RE-AI explicitly does not:

  • Name a specific commercial vendor in any of its tools, data, or generated output. The pattern indicators are descriptive; vendor attribution is the user's call. (The gitignored docs/ and Output/ directories contain historical reports that do name vendors; those are not shipped.)
  • Crack or bypass the protection. The skills identify, lift, and document. The user decides what to do with the result.
  • Compare two binaries' protection schemes for vendor attribution. (re-lief.normalize_for_diff does structural comparison; vendor attribution is orthogonal.)
  • Produce YARA rules for the protection scheme (v2 candidate).

Why vendor-neutral?

Three reasons:

  1. The patterns are observable facts. The section names, import sets, and byte patterns are real bytes in real binaries. Anyone familiar with a commercial protection product will recognize the patterns. Naming the product in our public-facing tools adds nothing — the inference chain is in the catalog.

  2. Avoiding vendor attribution makes the toolchain durable. A new protection product that ships next year is recognizable by the same patterns; we don't have to update every skill to add a new vendor. The catalog's pattern_indicators.mappings is the only place that needs new entries.

  3. The reverse-engineering community is small enough that attribution is redundant. Anyone using this toolchain against a real target already knows what protection their target uses; the pattern indicator confirms it. Anyone using it against an unknown target can apply the inference chain themselves.

Adding a new pattern to the catalog

When you encounter a new anti-tamper scheme with a public analysis:

  1. Add the section-name regex to data/drm-indicators.yaml::section_indicators.rules (keep flags: any).
  2. Add the HWID-vector API to hwid_apis.high_signal (or medium_signal if the signal is weaker).
  3. Add the anti-debug check to anti_debug_indicators.checks.
  4. Add a new entry to pattern_indicators.mappings with a generic descriptor: and the observable indicators:.
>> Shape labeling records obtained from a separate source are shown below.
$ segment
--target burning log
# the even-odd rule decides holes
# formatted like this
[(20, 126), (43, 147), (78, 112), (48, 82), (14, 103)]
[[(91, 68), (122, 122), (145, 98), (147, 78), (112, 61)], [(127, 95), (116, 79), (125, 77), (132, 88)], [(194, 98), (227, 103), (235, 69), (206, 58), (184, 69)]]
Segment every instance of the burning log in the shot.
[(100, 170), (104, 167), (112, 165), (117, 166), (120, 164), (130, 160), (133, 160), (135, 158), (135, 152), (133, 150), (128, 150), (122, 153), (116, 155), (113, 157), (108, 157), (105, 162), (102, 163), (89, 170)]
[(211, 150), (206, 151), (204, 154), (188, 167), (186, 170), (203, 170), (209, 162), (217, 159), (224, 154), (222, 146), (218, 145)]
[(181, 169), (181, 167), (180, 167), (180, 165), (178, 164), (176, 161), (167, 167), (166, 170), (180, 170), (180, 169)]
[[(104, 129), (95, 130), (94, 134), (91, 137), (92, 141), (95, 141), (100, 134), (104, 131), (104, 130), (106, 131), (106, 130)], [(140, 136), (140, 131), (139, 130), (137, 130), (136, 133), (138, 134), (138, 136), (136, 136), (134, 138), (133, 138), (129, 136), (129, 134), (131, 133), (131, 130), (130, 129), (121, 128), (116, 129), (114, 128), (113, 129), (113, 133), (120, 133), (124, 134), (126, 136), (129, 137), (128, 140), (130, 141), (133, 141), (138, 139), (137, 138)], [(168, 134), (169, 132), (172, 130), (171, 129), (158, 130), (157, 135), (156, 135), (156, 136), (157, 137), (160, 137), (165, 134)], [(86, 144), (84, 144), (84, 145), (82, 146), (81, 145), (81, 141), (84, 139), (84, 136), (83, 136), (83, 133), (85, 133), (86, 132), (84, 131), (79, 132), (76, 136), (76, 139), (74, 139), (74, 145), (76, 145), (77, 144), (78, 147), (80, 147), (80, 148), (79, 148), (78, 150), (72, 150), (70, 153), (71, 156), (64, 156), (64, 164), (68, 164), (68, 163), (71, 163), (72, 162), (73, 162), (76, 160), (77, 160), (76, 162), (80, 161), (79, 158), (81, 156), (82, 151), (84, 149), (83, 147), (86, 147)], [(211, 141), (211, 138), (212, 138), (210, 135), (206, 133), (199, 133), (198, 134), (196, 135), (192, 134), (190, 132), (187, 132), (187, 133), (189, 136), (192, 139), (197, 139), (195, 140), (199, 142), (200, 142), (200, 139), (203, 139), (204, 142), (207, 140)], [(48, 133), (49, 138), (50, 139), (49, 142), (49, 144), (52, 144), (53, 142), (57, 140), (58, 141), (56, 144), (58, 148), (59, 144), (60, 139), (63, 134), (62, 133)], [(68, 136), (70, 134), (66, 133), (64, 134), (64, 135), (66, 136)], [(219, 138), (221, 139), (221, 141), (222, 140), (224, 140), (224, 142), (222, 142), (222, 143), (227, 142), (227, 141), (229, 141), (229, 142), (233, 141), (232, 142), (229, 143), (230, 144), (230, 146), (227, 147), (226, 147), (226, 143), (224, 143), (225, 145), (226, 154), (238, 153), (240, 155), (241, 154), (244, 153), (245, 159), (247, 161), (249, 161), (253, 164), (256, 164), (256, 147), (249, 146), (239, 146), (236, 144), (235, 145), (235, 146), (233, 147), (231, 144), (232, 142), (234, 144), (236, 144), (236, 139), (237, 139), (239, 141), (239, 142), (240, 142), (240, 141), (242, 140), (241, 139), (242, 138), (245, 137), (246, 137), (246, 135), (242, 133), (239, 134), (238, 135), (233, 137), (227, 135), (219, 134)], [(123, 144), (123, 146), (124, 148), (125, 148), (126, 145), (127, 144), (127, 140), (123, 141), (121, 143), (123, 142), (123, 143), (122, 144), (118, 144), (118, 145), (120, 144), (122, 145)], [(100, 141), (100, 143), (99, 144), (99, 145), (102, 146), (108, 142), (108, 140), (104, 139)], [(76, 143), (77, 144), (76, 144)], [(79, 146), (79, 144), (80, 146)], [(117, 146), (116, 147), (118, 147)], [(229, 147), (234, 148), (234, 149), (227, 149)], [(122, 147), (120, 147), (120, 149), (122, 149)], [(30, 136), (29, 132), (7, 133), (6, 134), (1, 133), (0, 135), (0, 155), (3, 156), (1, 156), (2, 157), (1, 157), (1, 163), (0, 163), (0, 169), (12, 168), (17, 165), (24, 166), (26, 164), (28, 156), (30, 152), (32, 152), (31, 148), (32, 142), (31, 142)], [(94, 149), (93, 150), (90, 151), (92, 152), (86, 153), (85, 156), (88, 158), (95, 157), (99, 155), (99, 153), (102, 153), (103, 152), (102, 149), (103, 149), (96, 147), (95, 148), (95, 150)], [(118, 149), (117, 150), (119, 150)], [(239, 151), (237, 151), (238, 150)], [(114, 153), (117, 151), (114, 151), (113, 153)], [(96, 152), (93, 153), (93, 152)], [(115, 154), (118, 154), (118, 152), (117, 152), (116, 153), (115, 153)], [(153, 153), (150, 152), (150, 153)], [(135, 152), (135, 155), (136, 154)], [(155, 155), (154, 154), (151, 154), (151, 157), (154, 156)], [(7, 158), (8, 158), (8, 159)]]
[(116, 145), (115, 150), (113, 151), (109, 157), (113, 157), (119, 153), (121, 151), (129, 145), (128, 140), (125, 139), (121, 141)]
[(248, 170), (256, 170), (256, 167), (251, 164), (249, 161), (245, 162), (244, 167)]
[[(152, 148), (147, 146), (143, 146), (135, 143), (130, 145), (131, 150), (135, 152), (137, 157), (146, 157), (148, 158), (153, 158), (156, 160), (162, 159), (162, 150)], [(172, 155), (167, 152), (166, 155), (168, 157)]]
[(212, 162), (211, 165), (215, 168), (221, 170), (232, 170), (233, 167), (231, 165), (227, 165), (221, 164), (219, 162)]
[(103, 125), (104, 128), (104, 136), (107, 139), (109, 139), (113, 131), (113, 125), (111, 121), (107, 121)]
The vendor: field is gone. If you need a vendor-tagged entry (e.g. "the catalog author has confirmed this pattern is from product X"), add a note: to the mapping explaining the observation, not the attribution.

Glossary

  • anti-tamper — Software that detects and prevents tampering (debugging, patching, hooking, dumping). The "DRM" in the original drm-indicators.yaml is a legacy term from when anti-tamper was primarily about copy protection; today's anti-tamper covers all reverse-engineering defenses.
  • encrypted-VM bytecode — A bytecode interpreter where the bytecode is stored encrypted and decrypted on-the-fly by a VM dispatcher. The original x86 code is replaced by the VM.
  • MBA (Mixed-Boolean-Arithmetic) — A class of obfuscation that rewrites arithmetic using bitwise identities. Semantically equivalent to the original; just harder to read.
  • HWID (Hardware ID) — A fingerprint of the host machine, used for license binding. The HWID-vector API set is the set of Windows APIs most commonly read to assemble the fingerprint.
  • dispatcher — The function in a VM that fetches the next handler from a table and jumps to it. The hottest function in a VM by call count.
  • PEB (Process Environment Block) — A user-mode data structure in Windows that DRM schemes read to detect a debugger. See data/drm-indicators.yaml::peb.
  • KUSER_SHARED_DATA — A kernel-mapped page that user code can read without a syscall. DRM schemes read fields here as part of the host fingerprint. See data/drm-indicators.yaml::kuser_shared_data.